- Cellular structural biology, (in-cell) NMR spectroscopy
- Method development, stereochemistry of nucleic acids
- Molecular engineering, biomolecular nanomachines, chemical signaling & metabolomics
- Identification of novel therapeutic targets in a wide range of pathological states from cancer to developmental diseases.
- Cellular structural biology of nucleic acids – method development
- Epigenetic regulation of biomolecular function
Content of research
Selective targeting of non-canonical DNA regions within the human genome by small molecular weight ligands. G-quadruplexes (G4) are non-canonical DNA motifs overrepresented in telomeric DNA and the promoter regions of tightly regulated genes, such as oncogenes or genes involved in development regulation. The targeting of G4 within telomeres has been recognized as a new avenue of cancer chemotherapy as small molecular weight scaffolds that stabilize G4 in telomeres initiate senescence and apoptosis in otherwise immortal cancer cells. Unfortunately, a key limitation appearing almost universally among the existing scaffolds that target and stabilize G4 is their inability to bind G4 selectively compared to other DNA morphologies as well as to discriminate among distinct G4 structures. We set out to disentangle principles leading to development of molecular scaffolds that specifically target G4 in the particular gene. Our research elaborates on our recently acquired ability to resolve G4 polymorphs, identify G4 bioactive conformations and characterize their interactions using NMR spectroscopy and the state-of-the art methods of cellular structural biology.
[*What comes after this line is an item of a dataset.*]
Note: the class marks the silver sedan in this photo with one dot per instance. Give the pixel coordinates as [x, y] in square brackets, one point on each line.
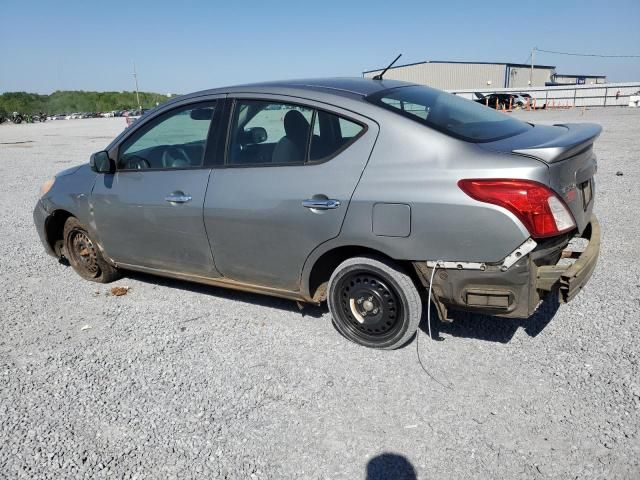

Identification of the evolutionary conserved structural features of centromeric and telomeric DNA: The accurate transmission of a genome from one generation to another depends on the mechanism of cell division where each pair of replicated chromosomes, known as sister chromatids, are separated, and equally distributed to mother and daughter cells. The centromere is a specialized region of the eukaryotic chromosome that links sister chromatids. Loss of centromere identity in mitotic cells results in aneuploidy (loss or gain of chromosome), which may lead to cancer. Loss of centromere identity in meiotic cells leads to spontaneous abortion or developmental defects.By studying evolutionary conserved structural features in the centromeric and evolutionary related telomeric DNA, we are trying to identify epigenetic universal hallmarks, which identify the centromere position in a newly replicated genome.
Notable part of our research focuses on: i) development of methods for structural analysis of nucleic acids in vitro as well as in complex environment of living cells, ii) investigation of mechanisms of chemical signaling, and iii) principles of epigenetic regulation of gene expression.